Building a Sustainable and Secure SCADA System

Setting up your water utility’s SCADA system for long-term success requires a sustainable architecture that allows the system to evolve and scale. It’s also critical to incorporate strong cybersecurity into your SCADA system to guard against rising security threats.

We’ve compiled two articles from Water & Wastes Digest detailing five simple steps for sustainable SCADA and three crucial SCADA security recommendations. Together, these guidelines form a well-rounded approach that will lead the way to a less problematic, more profitable, and better protected future.

Sustainable SCADA: 5 Practical Steps for Long-Term Improvement

Water utilities face many challenges, whether it is pressures to adopt new technologies with shrinking resources, aging infrastructure, or obsolete technology. To succeed in this environment, a utility’s approach to their SCADA system is critical.

The conventional thinking about SCADA is that the technology is a closed system that will be used for 15 to 20 years until it needs to be replaced, said Kent Melville, Sales Engineering Manager at Inductive Automation. Requirements inevitably change, however, and utilities often look for short-term, budget-friendly fixes. This can lead to haphazard add-on technologies and hardware from multiple vendors, often resulting in expensive, long-term consequences.

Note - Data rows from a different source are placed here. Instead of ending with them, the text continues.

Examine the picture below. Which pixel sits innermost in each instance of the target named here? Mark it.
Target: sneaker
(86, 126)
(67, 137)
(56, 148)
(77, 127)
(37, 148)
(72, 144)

“What might have been a really fast, cohesive system at the beginning, by the end is so convoluted with all this different hardware that it's impossible to maintain,” Melville said. The utility then needs to replace the SCADA system, and the process starts over again. Instead of using a rip-and-replace approach with short-term solutions in between, Melville recommends a sustainable architecture that enables the SCADA system to adapt and grow over time. Through the five incremental steps below, utilities can save time and money while improving uptime and reliability.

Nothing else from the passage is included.